Britain likely would have wallowed in the American colonies for many more years if the French and Spanish had not given them a reason to cut their losses and find an off-ramp. Thus it will be for the United States; finding a way out of the war in Afghanistan will not occur until a higher threat demands a reassessment of the nation’s strategic priorities. Most likely, the exit will be buried in the noise of a much larger conflict in Asia or the Middle East. Few in the West will take notice, but the irrepressible Pashtun fighters of Afghanistan will take note as their wives weave a new war rug design that commemorates another empire buried in the mountains of the Hindu Kush.
1. President Donald Trump’s speech on his strategy for Afghanistan, 21 August 2017.
2. Gary Berntsen and Ralph Pezzullo, Jawbreaker (New York: Three Rivers Press, 2005), 290.
3. Ibid., 291.
4. LCDR Carlos Oroza, USN, “The President’s Decision for Afghanistan Matters,” Proceedings 143, no. 10 (October 2017), 19.

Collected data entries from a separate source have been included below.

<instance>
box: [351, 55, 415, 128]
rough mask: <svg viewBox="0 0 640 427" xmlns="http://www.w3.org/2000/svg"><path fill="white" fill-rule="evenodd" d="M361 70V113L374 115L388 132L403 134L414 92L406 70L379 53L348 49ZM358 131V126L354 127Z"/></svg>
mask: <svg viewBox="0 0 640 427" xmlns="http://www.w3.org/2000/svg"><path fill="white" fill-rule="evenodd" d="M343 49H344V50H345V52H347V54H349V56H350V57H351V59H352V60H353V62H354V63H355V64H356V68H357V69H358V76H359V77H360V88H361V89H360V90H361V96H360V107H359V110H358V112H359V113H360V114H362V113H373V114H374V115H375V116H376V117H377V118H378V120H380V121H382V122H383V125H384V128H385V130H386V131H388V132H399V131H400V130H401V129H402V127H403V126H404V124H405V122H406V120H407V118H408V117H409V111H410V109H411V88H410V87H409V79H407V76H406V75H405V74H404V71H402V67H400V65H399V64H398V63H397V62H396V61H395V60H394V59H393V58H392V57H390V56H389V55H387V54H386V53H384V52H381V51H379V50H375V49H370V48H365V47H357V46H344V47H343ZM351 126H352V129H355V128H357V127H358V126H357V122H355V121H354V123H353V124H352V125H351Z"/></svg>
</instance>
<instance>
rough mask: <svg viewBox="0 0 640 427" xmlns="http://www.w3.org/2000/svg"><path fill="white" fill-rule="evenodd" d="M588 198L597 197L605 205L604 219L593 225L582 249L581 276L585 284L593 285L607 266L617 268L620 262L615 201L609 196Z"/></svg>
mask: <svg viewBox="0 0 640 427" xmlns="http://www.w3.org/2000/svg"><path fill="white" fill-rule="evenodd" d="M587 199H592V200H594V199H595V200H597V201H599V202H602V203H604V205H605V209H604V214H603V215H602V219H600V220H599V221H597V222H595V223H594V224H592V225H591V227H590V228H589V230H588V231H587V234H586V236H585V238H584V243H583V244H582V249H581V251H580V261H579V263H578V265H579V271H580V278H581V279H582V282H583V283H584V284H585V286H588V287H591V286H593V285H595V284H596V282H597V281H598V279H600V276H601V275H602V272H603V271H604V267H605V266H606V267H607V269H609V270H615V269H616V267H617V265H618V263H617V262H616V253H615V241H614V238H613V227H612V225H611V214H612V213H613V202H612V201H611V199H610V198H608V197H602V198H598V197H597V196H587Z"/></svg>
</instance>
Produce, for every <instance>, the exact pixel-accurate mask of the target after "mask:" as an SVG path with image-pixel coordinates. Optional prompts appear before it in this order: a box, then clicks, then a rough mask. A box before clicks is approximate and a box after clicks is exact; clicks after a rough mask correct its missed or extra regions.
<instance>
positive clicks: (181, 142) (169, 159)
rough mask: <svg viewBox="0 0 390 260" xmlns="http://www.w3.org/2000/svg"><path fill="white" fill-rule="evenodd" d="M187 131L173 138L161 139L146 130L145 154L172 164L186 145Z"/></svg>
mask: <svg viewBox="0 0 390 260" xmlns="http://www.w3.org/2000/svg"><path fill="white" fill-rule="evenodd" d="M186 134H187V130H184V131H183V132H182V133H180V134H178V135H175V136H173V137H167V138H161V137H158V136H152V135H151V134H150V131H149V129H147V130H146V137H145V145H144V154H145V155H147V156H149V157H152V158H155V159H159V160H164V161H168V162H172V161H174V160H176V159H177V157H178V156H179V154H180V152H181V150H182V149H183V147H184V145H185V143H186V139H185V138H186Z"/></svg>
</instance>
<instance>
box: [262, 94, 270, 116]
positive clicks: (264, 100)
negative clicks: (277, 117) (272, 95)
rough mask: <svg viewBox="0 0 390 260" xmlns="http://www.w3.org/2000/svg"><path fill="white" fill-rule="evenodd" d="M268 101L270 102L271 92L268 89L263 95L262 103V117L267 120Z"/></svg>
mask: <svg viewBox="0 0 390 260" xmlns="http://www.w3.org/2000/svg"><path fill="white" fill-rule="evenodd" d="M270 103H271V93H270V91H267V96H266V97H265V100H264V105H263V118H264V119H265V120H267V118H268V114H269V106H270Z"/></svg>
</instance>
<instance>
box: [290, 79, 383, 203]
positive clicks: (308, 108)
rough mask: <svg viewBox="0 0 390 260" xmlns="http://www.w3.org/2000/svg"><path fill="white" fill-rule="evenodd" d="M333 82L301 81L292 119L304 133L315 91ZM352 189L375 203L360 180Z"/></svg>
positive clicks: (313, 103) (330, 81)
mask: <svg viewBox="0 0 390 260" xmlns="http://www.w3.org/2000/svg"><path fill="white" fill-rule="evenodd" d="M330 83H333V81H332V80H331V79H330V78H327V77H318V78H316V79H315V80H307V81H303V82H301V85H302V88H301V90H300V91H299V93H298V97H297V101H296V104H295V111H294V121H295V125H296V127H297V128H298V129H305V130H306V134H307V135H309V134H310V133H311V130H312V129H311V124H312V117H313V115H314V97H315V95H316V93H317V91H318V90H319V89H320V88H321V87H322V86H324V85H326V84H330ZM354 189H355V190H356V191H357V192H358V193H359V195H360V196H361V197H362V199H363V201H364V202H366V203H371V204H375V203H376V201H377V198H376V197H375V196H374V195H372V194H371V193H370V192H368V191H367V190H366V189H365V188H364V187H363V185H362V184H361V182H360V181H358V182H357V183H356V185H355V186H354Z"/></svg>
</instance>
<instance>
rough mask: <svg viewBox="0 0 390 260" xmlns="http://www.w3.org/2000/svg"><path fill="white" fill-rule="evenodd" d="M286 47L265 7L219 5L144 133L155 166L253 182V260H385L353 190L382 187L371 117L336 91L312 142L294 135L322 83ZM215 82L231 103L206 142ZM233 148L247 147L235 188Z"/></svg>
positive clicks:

5. Ink blot, or ink spot, counterinsurgency is based on the idea that counterinsurgency and reconstruction efforts begun in a small number of safe areas will spread outward and eventually merge.
6. Alex Horton, “Some Afghan Troops Training in the U.S. Feared Violence and Corruption at Home. So They Went AWOL,” The Washington Post, 20 October 2017.
7. Andrew Jackson O’Shaughnessy, The Men Who Lost America (New Haven, CT: Yale University Press, 2013), 165.
8. Ibid., 165.
Commander Dolan teaches strategy and war with the Naval War College’s Distance Education program and history as an adjunct professor at the University of Maine. He is a former EP-3E/special mission P-3 naval flight officer and a contributor to USNI News, Proceedings, and Proceedings Today.